We pasted descriptive text cribbed from the websites of banks and registered exchanges to make our website look like a serious business. The Sand Hill Exchange Twitter account broadcasted information about market activity and stats. Our CEO relayed this to influential accounts, including a public discourse with Mark Cuban.
Team members planted references to Sand Hill Exchange in the comments of high-profile blogs, and journalists took notice. The editor of FT Alphaville even wrote a post about us.
25 days into our experiment, activity on the site was parabolic. Users were writing their own algorithmic traders. On most days, Sand Hill Exchange saw more trading volume than the New York Stock Exchange (circa 1840). Behind the scenes, we mapped out technology infrastructure to decentralize the exchange.
That’s when we received an inquiry from the SEC. And then a subpoena demanding a court appearance and all our documents and communications since the beginning of last year.
We had less than $10,000 in the bank. We had no legal counsel to speak of.
We tried to convey how small we were. We’re just testing an app idea, we explained. Most of the users are our friends and coworkers, we said.
Another thing I learned: If you’re gonna try to make yourself look like a legitimate financial institution, you’ll be prosecuted like a legitimate financial institution. And when that happens, you sure as shit better have the legal resources of a legitimate financial institution.
The Commission accused us of acting as unregistered broker-dealers, selling security-based swaps, offering swaps on an unregistered securities exchange. Far too late, we realized we needed a lawyer.

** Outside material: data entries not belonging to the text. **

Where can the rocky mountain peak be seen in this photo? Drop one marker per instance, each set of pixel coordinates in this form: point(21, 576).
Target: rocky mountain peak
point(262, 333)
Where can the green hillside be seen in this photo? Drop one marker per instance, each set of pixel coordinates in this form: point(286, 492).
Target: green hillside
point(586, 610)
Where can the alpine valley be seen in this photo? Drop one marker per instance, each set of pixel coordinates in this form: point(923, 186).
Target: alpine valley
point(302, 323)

I wish I could say that we put up a scrappy fight, persevered, came out ahead. But team members left. Many of our mentors, friends, and associates also received government subpoenas. Their counsel advised them to halt all communication with us. We had never felt so alone. I spent most of the month in the bathroom crying. I wonder if Lloyd Blankfein had months like that.
The power to investigate carries with it the power to defame and destroy. The Division of Enforcement offered to settle the case for a $20,000 fine. Without a corporate barrier to protect us, the penalty was personal. How high would the fine go if we did not settle?
We handed over our wallets so that we could move on. I guess there’s now an SEC order barring me from breaking securities laws in the future. As if it had been perfectly legal to violate them beforehand.
In Silicon Valley, we believe that any industry can be disrupted with a slick mobile app. We’re hackers, we pride ourselves in pushing the boundaries. We innovate to get around annoying rules that we think don’t make sense for our situation. Finance is a lot like that too, I’ve learned.
It just isn’t like that for the steerage class.